Bureaucratic Barrier To Cleaner, Cheaper E15 Will Be Lifted Thursday

Renewable Fuels Association

Sept 14, 2016

Consumer choice at the pump will get a shot in the arm on Thursday as the Environmental Protection Agency’s (EPA) arcane restriction on summertime E15 sales finally expires for the year. The end of EPA’s “volatility control season” means many gasoline retailers can again sell E15 to conventional automobiles built in 2001 and later years without needing to secure more expensive, specially-tailored gasoline blendstock.

In 2011, EPA approved the use of E15 in 2001 and newer vehicles, but the agency did not allow E15 to benefit from the 1-pound per square inch (psi) Reid Vapor Pressure (RVP) waiver that is available to E10 blends. As a result of this disparity, retailers in conventional gasoline areas (most of the country) would have to secure specialty gasoline blendstocks in order to continue selling E15 in the summer. Such gasoline blendstock is generally unavailable in conventional gasoline areas and would be uneconomical to ship. EPA has jurisdiction over gasoline volatility from June 1–Sept. 15 every year.

“In 1989, EPA provided an RVP waiver to 10 percent ethanol blends, concluding there would be no air quality consequence and retailers would otherwise be unable to secure blendstocks for ethanol blending year-round,” said RFA President and CEO Bob Dinneen. “Those same circumstances exist for E15. Indeed, as data submitted by RFA to EPA has shown, emissions from E15 are even lower than E10 and consumers would benefit all year long from a fuel that is higher octane, lower cost and cleaner.”

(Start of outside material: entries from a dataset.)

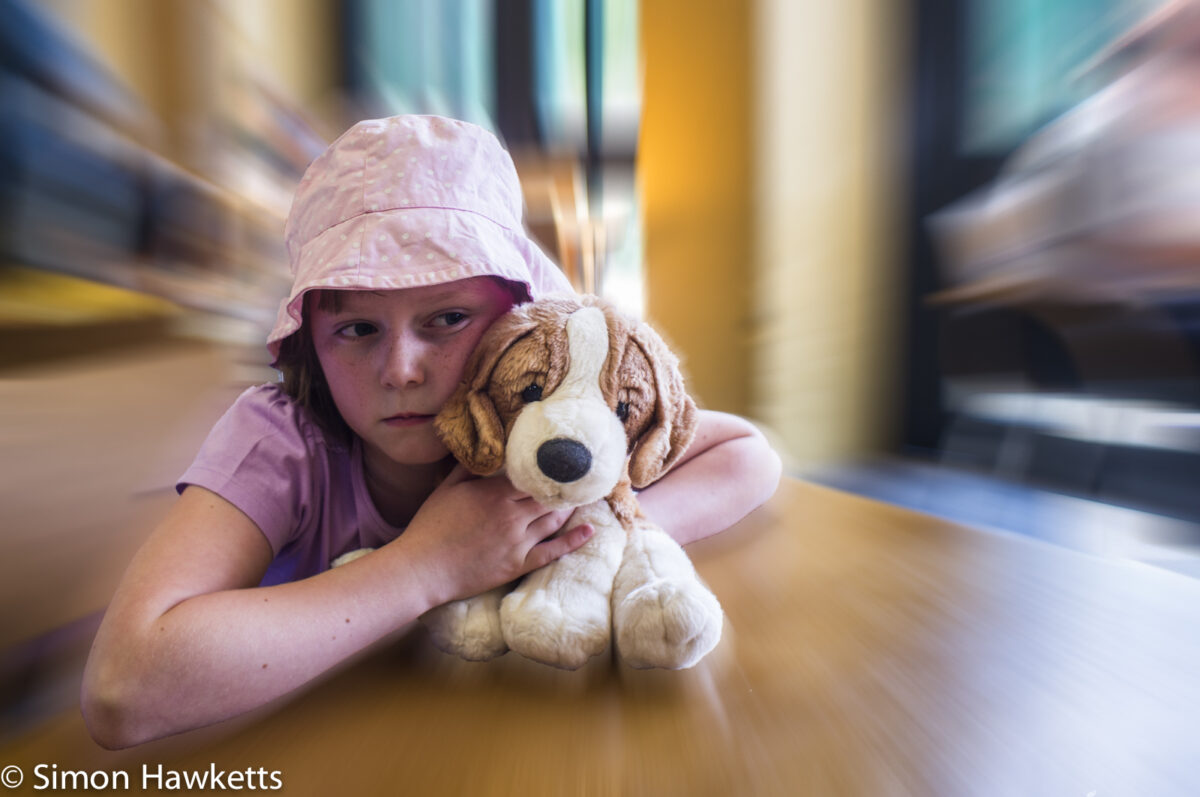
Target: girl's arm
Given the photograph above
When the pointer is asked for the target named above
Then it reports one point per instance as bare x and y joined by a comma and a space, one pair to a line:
729, 471
190, 640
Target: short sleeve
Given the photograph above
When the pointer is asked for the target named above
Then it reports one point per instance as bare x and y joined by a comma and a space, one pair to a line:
263, 457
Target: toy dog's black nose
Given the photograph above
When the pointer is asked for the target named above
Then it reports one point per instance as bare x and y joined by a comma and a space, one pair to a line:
564, 460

In a letter to EPA in December 2015, RFA urged the agency to take immediate administrative action to eliminate this regulatory barrier that is impeding growth in the use of E15 and other higher-level ethanol blends. EPA has stated it does not believe it has the statutory authority to extend the 1 psi RVP waiver to E15. While RFA disagrees with EPA’s conclusion on that issue, another option available to the agency would be to simply require lower-RVP summertime conventional gasoline blendstocks for mixing with all ethanol blends.

“We just want RVP parity for E15 and E10, so the marketplace and consumers have the freedom to choose the fuel that works best for them,” Dinneen said. “EPA’s continued inaction on the summertime volatility restrictions is stifling the growth of higher ethanol blends and incorrectly using that as justification to propose lower 2017 renewable fuel standard targets. We reiterate the need for EPA to address this issue.”

Joining the growing chorus of calls to secure RVP parity for E15 and E10, on Tuesday a bipartisan group of seven Midwest governors sent a letter to EPA Administrator Gina McCarthy, asking the agency to eliminate the unfair E15 RVP treatment.

“There are over 300 stations in 24 states that offer E15 for sale, including retailers such as Sheetz, Kum & Go, Murphy USA and Protec Fuel,” said RFA Vice President of Industry Relations Robert White. “However, most of those stations are not in reformulated gasoline markets and have to put their E15 sales on hold during the summer months to comply with these needless restrictions. EPA’s summer volatility restriction remains the top hurdle for further growth of E15 and something that needs to be addressed.”

To help with further market penetration, HWRT Oil Company will begin offering pre-blended E15 on Friday at the terminal level in three states, giving retailers further access to the fuel blend. At the same time, Diesel Dogs, a fuel distributor in Minnesota, will also begin offering E15 to retailers. Meanwhile, thanks to the U.S. Department of Agriculture’s Biofuel Infrastructure Partnership program, approximately 1,500 new stations will be offering E15 in the coming months.